Erneut dasselbe Thema: eine Woche Segeltörn auf dem Mittelmeer.
Zugegeben: ich bin mit viel Vorfreude, aber auch mit mindestens genauso vielen Befürchtungen längs durch Europa gefahren, um an einem schönen Sonntag Nachmittag an Bord zu gehen.



Die Freude: eine Woche mit der Familie zu verbringen - kann auch ganz schnell zur Befürchtung werden, was aber zum Glück nicht geschah!
Die Freude: eine Woche Wind und Wasser geniessen zu dürfen. Die Befürchtung: zu viel Wind und zu unruhiges Wasser mit kräftiger Seekrankheit. Dazu später.
Die Freude: ein Boot erleben. Die Befürchtung: alles wird viel zu eng und wir gehen uns nach wenigen Tagen so richtig gegenseitig auf die Nerven. Ist zum Glück auch nicht eingetreten.

Aber nun schicken wir die Landratten gedanklich wieder an Bord. Die erste Herausforderung bestand bereits im Überwinden der Gangway. Nix da stabil, mit Handlauf und so.

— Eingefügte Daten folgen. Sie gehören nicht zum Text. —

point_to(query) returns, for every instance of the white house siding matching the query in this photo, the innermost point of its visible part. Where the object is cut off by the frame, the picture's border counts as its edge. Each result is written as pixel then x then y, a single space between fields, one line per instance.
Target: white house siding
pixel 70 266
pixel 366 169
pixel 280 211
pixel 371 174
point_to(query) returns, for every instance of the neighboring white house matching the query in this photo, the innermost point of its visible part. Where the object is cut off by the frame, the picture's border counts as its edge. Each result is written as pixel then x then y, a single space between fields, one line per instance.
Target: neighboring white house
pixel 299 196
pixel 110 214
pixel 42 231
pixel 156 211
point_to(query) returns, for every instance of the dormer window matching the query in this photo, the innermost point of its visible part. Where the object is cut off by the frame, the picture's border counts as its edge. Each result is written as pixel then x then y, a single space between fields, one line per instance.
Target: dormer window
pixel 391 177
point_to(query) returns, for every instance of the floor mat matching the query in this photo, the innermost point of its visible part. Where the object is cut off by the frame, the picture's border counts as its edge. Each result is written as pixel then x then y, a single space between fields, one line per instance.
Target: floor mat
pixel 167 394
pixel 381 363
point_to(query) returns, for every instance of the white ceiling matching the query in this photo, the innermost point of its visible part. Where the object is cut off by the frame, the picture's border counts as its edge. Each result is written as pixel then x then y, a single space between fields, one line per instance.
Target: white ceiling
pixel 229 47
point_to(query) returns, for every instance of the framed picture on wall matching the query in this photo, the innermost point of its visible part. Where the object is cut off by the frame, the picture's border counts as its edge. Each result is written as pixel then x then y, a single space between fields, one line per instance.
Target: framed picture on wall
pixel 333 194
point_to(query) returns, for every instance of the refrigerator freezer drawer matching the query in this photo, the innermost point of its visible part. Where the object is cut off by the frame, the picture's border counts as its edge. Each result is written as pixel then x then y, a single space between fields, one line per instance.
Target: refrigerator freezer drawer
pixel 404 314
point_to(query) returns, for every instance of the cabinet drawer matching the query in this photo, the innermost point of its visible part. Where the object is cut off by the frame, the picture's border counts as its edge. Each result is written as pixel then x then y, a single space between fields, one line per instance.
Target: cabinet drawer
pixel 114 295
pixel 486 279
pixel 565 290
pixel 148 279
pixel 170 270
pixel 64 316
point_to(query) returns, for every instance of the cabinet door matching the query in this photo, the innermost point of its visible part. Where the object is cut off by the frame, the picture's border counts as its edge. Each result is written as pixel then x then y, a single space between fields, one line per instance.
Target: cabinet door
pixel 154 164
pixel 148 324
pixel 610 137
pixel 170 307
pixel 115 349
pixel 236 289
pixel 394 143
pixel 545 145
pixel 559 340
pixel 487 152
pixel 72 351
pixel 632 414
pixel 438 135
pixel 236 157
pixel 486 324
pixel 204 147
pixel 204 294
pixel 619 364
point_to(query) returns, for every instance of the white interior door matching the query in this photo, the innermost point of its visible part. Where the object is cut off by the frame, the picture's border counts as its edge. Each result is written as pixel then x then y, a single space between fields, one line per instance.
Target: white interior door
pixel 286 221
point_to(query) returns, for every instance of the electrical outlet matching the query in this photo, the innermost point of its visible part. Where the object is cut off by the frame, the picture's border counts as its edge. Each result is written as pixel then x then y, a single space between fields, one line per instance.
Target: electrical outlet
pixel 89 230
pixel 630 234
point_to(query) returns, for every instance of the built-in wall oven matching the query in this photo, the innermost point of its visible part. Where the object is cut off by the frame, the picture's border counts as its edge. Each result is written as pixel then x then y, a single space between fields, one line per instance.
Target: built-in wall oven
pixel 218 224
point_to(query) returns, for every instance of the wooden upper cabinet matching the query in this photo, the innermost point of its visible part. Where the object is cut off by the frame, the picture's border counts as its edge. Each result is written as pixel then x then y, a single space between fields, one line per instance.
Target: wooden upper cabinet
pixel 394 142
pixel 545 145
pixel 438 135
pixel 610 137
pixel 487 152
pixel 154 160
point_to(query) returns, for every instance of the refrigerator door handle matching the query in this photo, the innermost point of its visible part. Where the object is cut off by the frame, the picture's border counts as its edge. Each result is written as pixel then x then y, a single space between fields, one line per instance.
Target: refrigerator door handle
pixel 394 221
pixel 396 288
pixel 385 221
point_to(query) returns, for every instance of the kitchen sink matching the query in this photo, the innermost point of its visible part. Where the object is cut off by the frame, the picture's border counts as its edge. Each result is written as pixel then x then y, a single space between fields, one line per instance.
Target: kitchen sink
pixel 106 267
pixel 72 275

Ist ja schliesslich kein Kreuzfahrer. Also schaukelten wir erstmal alle solo an Bord, und danach ging es dann unter erschwerten Bedingungen mit Gepäck in den Händen weiter. Hat alles geklappt.
An Bord wurde ich angenehm durch die Geräumigkeit unseres Segelbootes überrascht. Im Salon hätte man auch ohne Probleme tanzen können. Auch die Kabinen waren ausreichend geräumig und zur grossen Verwunderung des Skippers haben wir sogar das reichliche Gepäck gut verstaut bekommen.
Wobei nur ein Teil Klamotten waren. Der weitaus grössere Teil waren Lebendmittel. Irgendjemand hatte die Parole ausgegeben, dass an Bord anständig gegessen würde, und vor allem der übermässige Verzehr von Nudeln nicht erwünscht sei. Und so mussten eben Nahrungmittel ohne Fertigprodukte für eine Woche bei sechs Essern an Bord geschafft werden. Erstaunlich, was alles in so einen kleinen Kühlschrank passt ..... doch wer lecker essen möchte, muss auch Opfer bringen. In unserem Fall hat es das Anlegebier getroffen, das mangels kühler Unterkunft an den ersten beiden Abenden warm getrunken werden musste.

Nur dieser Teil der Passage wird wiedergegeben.